Evaluating the limit $\lim_{x\to0}\frac{1}{x^3}\int_{0}^{x}\sin(\sin(t^2))dt$

Question

$$\lim_{x\to0}\frac{1}{x^3}\int_{0}^{x}\sin(\sin(t^2))dt$$

This is a compound question from me.

1. I don't know how to begin evaluating this limit. My guess would be that I would have to find the value of this Riemann's integral and then plug the result into the limit. Is this the right direction to head?

Which brings me to...

2. I am also stuck trying to resolve the integral.
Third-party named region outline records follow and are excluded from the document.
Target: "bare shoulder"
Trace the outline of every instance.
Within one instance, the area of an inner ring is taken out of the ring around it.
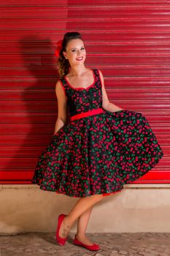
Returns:
[[[60,79],[57,80],[55,84],[55,94],[58,99],[61,99],[63,101],[65,101],[66,99],[65,91]]]
[[[102,85],[102,88],[104,88],[104,75],[102,74],[102,72],[100,69],[98,69],[98,73],[99,73],[99,76],[101,78],[101,85]]]

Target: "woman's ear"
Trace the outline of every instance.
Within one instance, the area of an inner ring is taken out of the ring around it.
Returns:
[[[66,53],[65,53],[65,51],[63,51],[63,56],[67,59]]]

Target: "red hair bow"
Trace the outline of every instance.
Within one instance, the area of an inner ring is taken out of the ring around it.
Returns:
[[[60,52],[62,48],[62,43],[63,43],[63,40],[59,40],[56,42],[57,48],[55,51],[55,55],[58,59],[59,58]]]

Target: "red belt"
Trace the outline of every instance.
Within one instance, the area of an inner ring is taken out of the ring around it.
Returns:
[[[92,110],[89,110],[89,111],[84,112],[84,113],[80,113],[80,114],[71,116],[71,121],[79,119],[79,118],[81,118],[82,117],[86,117],[86,116],[99,114],[101,113],[104,113],[104,112],[105,111],[101,108],[99,108],[97,109],[93,109]]]

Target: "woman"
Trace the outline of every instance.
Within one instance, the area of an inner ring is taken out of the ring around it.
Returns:
[[[102,72],[85,66],[86,50],[80,33],[66,33],[55,55],[60,75],[55,86],[58,118],[33,183],[44,190],[80,197],[67,215],[58,217],[58,244],[65,244],[78,219],[74,244],[98,250],[99,245],[85,235],[93,206],[144,175],[163,153],[142,113],[109,102]]]

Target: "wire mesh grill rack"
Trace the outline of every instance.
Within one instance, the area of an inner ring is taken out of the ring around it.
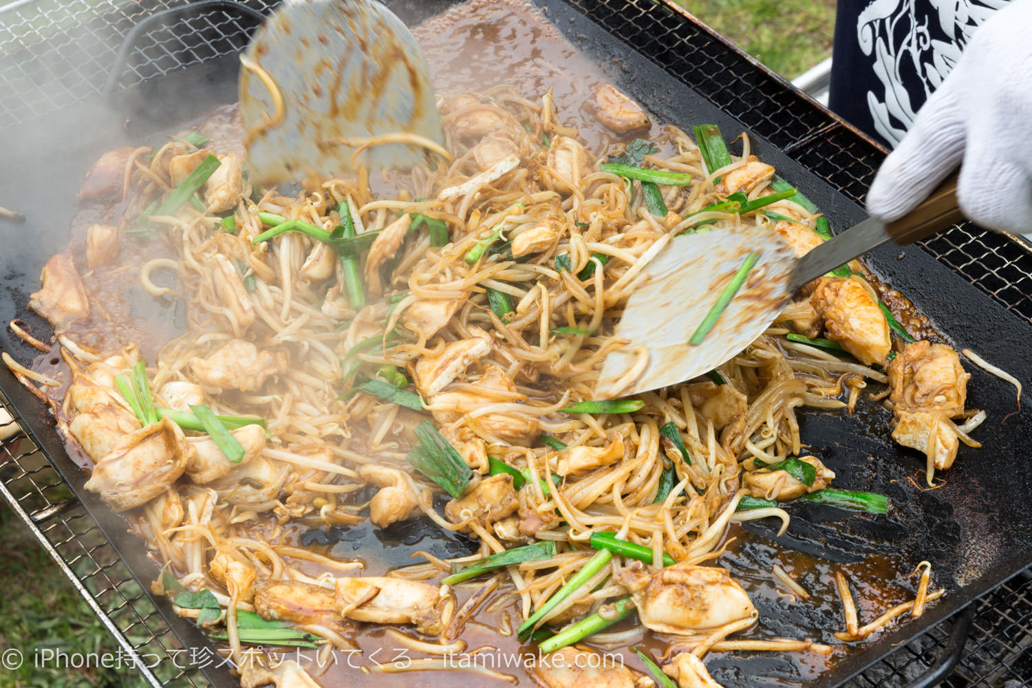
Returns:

I tried integrating by substitution, trying with both $u = t^2$ and $u = \sin(t^2)$, but both have lead me to finding that $t$ or $dt$ popping back into the equation sooner or later and I'm not quite sure how to handle that. Any hints as to how I can integrate that function?

Thank you.

Answer 1

Using the fundemental theorem of calculus, we can apply L'Hopital to the limit to get:

$$\lim_{x\to 0} \frac{\sin(\sin(x^2))}{3x^2}$$

To avoid further L'Hopital shenanigans, do the following manipulation:

$$= \frac{1}{3} \lim_{x\to 0} \frac{\sin(\sin(x^2))}{\sin(x^2)}\cdot\frac{\sin(x^2)}{x^2}$$

Both limits go to $1$ because they are of the form $\frac{\sin z}{z}$ as $z\to 0$. Thus the product is $\frac{1}{3}$

Answer 2

Denote $f(x)$ the function $\int_0^x(....)dt$

By Fundamental theorem of integral calculous:

$$\lim_{x \to 0}f(x)=^{L'Hospital}\lim{x \to 0}\frac{\sin{(\sin{x^2})}}{3x^2}$$.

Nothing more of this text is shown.